Oleh Al Hayon
Puasa sedang berlangsung, dan terbersit harapan tidak hanya melahirkan tobat, tetapi juga menghantar kepada kesadaran akan ”panggilan menjadi manusia dan umat Allah”. Puasa pada konteks ini tidak sebatas aktivitas seremonial lahiriah dan kegiatan keagamaan semata tetapi utamanya untuk sadar dan bangun (aspek) rohani.

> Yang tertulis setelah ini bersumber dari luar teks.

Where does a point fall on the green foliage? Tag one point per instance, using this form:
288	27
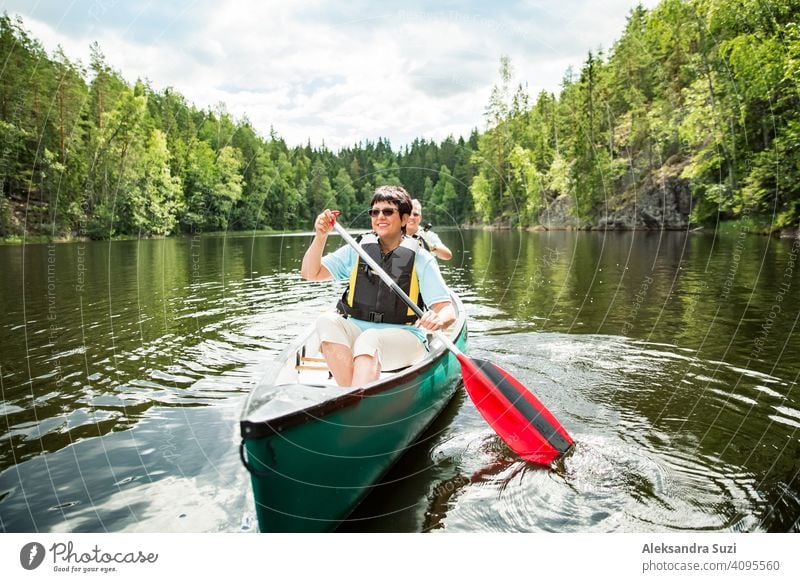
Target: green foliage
709	87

Intensi suci itu akhirnya sampai juga pada kehidupan kaum Asyur di kota Niniwe. Niniwe adalah ibu kota kerajaan Asyur, terbesar dan terpenting dalam sejarah Asyur, (sekitar 900 hingga 612 SM). Kota ini terletak di tepi timur sungai Tigris dan Mesopotamia utara. Sekarang, lokasi itu berhadapan dengan kota Mossul di Irak modern.
Gemerlap kota amat menawan, bagai sorga dunia sementara itu tercatat pada medan hidup praksis, dari kaca mata agama, ada konklusi bahwa tidak perlu bersusah-susah menuju pintu neraka. Tampilan area kantong-kantong elite amat menonjol dan sejajar dengannya ada deretan getho kumuh dan kriminal tersebar subur.
Penduduk Niniwe penyembah dewa-dewi (nabu dan isytar). Mereka kafir. Sebelum nabi Yunus datang ke sana, situasi kota dan penduduknya sangat malang dari aspek rohaniah. Raja berkuasa dengan kekerasan dan kejahatan serta sangat otoriter.
Korban sembelihan dan korban manusia, jadi pandangan lumrah untuk penyembahan dewa-dewi. Kompetisi hidup kalangan bawah, tinggi disertai praktek hukum rimba yang kuat. Allah tergerak hatinya untuk tidak meninggalkan umat-Nya malang. Keselamatan harus untuk kaum Asyur di kota Niniwe dan Yunus ke sana.